The government believed that making residential property more expensive would discourage investors but has done little to affect the property market. Find out why there has been a spike in tax revenues and how stamp duty land tax will affect you.
On 6 April 2016, the government introduced the three per cent surcharge for the purposes of stamp duty land tax. The surcharge also applies to the Scottish and Welsh equivalent of SDLT. The provision was seen to be an attack on the buy to let market and also those people buying second homes.
The government believe that by making the purchase of residential property more expensive, investors will be discouraged; helping to reduce house prices and increasing the availability of the housing stock to first time buyers. In practice, it simply resulted in a spike in tax revenues and has done little to effect the property market, other than maybe at the top end.

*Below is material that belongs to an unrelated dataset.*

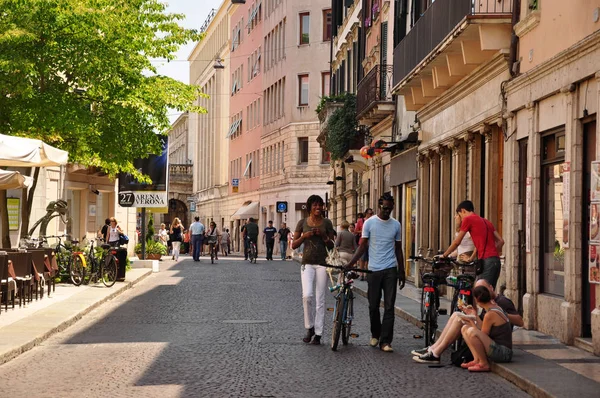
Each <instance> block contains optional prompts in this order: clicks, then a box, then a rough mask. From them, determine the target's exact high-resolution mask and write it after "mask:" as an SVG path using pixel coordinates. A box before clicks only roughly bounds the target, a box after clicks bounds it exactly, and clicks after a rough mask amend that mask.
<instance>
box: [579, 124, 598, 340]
mask: <svg viewBox="0 0 600 398" xmlns="http://www.w3.org/2000/svg"><path fill="white" fill-rule="evenodd" d="M583 147H584V148H585V150H584V152H583V184H582V186H583V206H581V208H582V210H583V214H582V228H581V234H582V239H581V241H582V245H581V246H582V250H583V253H582V256H581V258H582V260H583V261H582V266H581V278H582V281H581V294H582V297H581V311H582V314H581V321H582V328H581V332H582V337H592V310H593V309H594V303H595V301H596V294H595V293H596V292H595V289H592V288H591V287H592V286H590V282H589V279H588V273H589V264H590V261H589V259H590V253H589V245H588V241H589V231H590V189H591V187H590V180H591V178H590V177H591V171H592V161H594V160H596V121H592V122H589V123H585V124H584V125H583Z"/></svg>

The surcharge has thrown up a number of anomalies. Certain individuals who thought that they may be exempt from the three per cent surcharge because they’re buying their first home found that they were actually liable due to the fact that they had a previous buy to let property or alternatively may have had a residual interest in a property with a previous partner.
In complex cases, there’s anecdotal evidence of people simply paying the surcharge rather than delaying a completion while matters were being clarified. Divorce cases in particular can produce some unusual situations which need to be carefully navigated through.
So, what should we do about the surcharge? Well, first of all, never assume that its payable and never assume that it’s not payable, always take advise at an early stage . For instance, buying a property via a trust can in certain circumstances bring exemption from the surcharge. This can be particularly attractive for parents buying property for their adult children but still being able to maintain some control over the asset itself.